Ciné moisi
Par Madeleine Gerber
Illustration ©Jeanne Tiessé
Publié le 23 mars 2024
Le cinéma français a toujours senti le rance. Parfum que j’attribuais aux romances de bourgeois quarantenaires, qui n’intéressent pas grand monde, ou aux drames historico-pas terribles qui exhalent le vieux costume et les postillons de la comédie française. Étonnamment, ces dernières années, cette odeur de renfermé avait disparu, recouverte par des couches de parfum acidulé et de déodorant « fresh natural ». On parlait d’émergence de nouveaux talents, de films de genre assumés et de rayonnement à l’international. Un cinéma de qualité foncièrement opposé au modèle américain, se targuant d’être libre et frondeur.
Mais la récente libération de la parole des femmes de l’industrie, un train de retard après les États-Unis, nous a bien montré que cet effluve de moisi ne venait pas tant des films en eux-mêmes que des gens qui les faisaient. Des asticots s’agitant dans l’ombre avec leurs mauvais films qui trouvaient toujours de l’argent. Des hommes dont on a découvert l’existence par leur statut d’agresseur et non de réalisateur. Notre génération est étonnée, horrifiée tandis que le gratin de l’intelligentsia échange des regards embarrassés. Parce que c’est là qu’est le drame : tout le milieu savait. Alors on met la poussière sous le tapis, on décommande les jolies stagiaires certains jours de tournage, on dédramatise et on se tait, au nom de l’art.

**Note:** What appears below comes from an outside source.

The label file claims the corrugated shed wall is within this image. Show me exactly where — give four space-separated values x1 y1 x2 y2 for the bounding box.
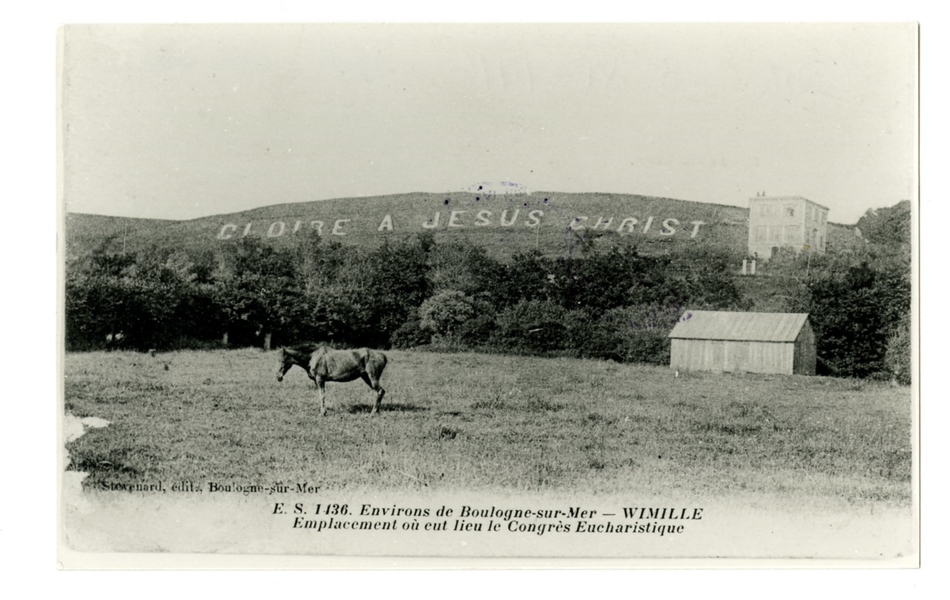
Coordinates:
670 339 795 375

La France vit enfin son ère MeToo. Un Metoo miteux qui sent le manque de talent et les vieilles chaussettes. Nous assistons maintenant à ce phénomène si particulier et propre à toute société patriarcale, l’émergence de grand·es défenseur·euses, non pas de la veuve et de l’orphelin, mais du bœuf et de l’assassin. On estime que les propos de Gérard Depardieu sont sortis de leur contexte. On en vient à plaindre Benoit Jacquot et Jacques Doillon qui ne devraient pas être traînés dans la boue à leur grand âge. On s’enorgueillit de protéger la liberté d’expression en signant des tribunes vomitives.
Cette gangrène ne s’arrête pas aux portes des grands studios, elle sévit dans les facs où les profs-agresseurs continuent de donner des cours en toute impunité ou sur les plateaux de tournage amateurs ou semi-professionnels, quand des hommes profitent de leur expérience pour en mettre plein la vue aux débutantes. Et que j’te parle de mes expériences, de mes filouteries avec l’air de celui qui sait mieux que toi, de celui à qui on ne la fait plus, de celui qui a connu la guerre. Il serait temps de redescendre sur terre, messieurs, c’est juste du cinéma.
J’ai eu à faire à un de ces « vieux loups du cinéma ». Même si talent et carrière ne sont pas proportionnels à la taille de son ego, je ne peux divulguer son nom. Ne jamais sous-estimer la puissance de l’entre-soi masculin dans le cinéma : voyez déjà le peu de crédit qu’on accorde à des actrices reconnues. En tout cas, une semaine de tournage m’aura suffi pour comprendre pourquoi cet odieux personnage tournait avec une jeune équipe. Transformer toutes les filles en assistantes personnelles, nier toute organisation pour ne pas piéger son génie créateur, cracher sur les réalisatrices et la parité dans le milieu, en sachant pertinemment que personne n’oserait le contredire.
Tâchons toutefois de nous rassurer. Les nouvelles générations ont évolué dans le bon sens. Je crois en un monde du cinéma sain, et en des films qui suivront la même direction. S’il faut toujours rester vigilant·es face à des scénarios où le seul personnage féminin, appelé La belle, meurt en 40 secondes, la fac reste un lieu d’apprentissage autant du cinéma que du féminisme. Il existe toujours des professeur·es bienveillant·es, encourageant les exposés sur le female gaze et la découverte d’artistes femmes.
Gardons bien en mémoire que, dès ses débuts, l’image en mouvement fut le reflet de notre monde : idéologie, valeurs et problèmes de société. Les agresseurs sexuels ne sont pas que des méchants de cinéma.